Rose didn’t want to leave them. Their men’s talk made her feel better than she had in a long time. But she did as told, pulling the horse behind her, and her family greeted Uncle Harry, and welcomed him into their camp. Uncle Harry reacquainted with Gramma Amy, and Ma’am fussed over him for a meager supper of
dandelion soup and meal bread.

“I’ll find a way to free added rations,” Uncle Harry assured Gramma Amy.

After supper, Rose took charge of Bucky once more and followed the two men toward the river, where Uncle Harry staked out a sleeping spot.

“You’ve grown ever more useful, Rose,” Uncle Harry said, taking the reins from her and tying a length of rope from the horse’s muzzle. He wrapped the other end around his wrist. “They try to take the horse, they come through me.” He laid his horse blanket on the cold ground and pulled his jacket tighter.

“I’m come to be official interpreter for the U.S. Army here,” Uncle Harry announced to her grandfather. “Chief Sands decrees.” Even in the darkness, Rose could see the tightness in her uncle’s face, as if he was unsure how her grandfather would take this news. “You willing to share the load?”

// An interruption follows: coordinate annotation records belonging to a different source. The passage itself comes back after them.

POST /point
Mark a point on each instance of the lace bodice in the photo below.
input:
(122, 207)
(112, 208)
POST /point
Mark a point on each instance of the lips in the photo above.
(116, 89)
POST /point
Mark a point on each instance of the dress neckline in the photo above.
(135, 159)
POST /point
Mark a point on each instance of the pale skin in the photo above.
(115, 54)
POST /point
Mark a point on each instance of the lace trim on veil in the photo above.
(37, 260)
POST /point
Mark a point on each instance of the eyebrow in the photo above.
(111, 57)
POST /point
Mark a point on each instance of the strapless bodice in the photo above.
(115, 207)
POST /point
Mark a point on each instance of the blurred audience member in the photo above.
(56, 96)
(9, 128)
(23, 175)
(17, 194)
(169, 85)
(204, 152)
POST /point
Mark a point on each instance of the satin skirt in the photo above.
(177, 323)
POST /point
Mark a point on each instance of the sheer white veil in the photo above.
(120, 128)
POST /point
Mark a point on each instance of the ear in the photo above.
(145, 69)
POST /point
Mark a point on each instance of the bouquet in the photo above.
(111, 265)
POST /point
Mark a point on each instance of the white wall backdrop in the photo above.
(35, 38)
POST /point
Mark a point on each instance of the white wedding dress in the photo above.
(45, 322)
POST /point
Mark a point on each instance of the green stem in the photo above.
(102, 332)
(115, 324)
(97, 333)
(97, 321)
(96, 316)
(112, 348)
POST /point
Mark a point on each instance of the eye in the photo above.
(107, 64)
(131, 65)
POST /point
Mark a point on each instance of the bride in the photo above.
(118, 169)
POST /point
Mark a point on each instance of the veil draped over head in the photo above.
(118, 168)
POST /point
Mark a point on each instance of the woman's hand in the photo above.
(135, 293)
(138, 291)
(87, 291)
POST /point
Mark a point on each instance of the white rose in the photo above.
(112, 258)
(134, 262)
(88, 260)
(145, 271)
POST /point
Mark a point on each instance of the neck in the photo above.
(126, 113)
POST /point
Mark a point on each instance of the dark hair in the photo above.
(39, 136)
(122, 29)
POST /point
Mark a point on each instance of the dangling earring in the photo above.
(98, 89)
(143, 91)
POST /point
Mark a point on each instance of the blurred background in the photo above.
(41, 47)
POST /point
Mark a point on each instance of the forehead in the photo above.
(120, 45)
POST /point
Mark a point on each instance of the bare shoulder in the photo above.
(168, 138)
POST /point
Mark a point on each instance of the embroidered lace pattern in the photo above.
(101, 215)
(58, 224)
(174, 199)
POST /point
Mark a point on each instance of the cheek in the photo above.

Grampa Cow Tom laughed, loud and long. The very sound was strange. Rose couldn’t remember the last time her grandfather laughed.

“You think this work a gift, to be hoarded?” he said.

Uncle Harry laughed too. “I’ve missed you, old friend.”

Chapter 39

AS SQUALID AS
Fort Gibson was, despite the unthinkable memories of death and deprivation of the last couple of years, Rose walked through fire and came out the other side a warrior. She missed her Granny Sarah and Aunt Maggie and the cousins, but refused to dwell on them or the sadness pulling her down. Maybe this was the weight Granny Sarah felt when asked about her past, the impossibility of revisiting what could neither be borne nor amended and therefore couldn’t be shared. Rose locked the bad memories away and put other thoughts in their stead.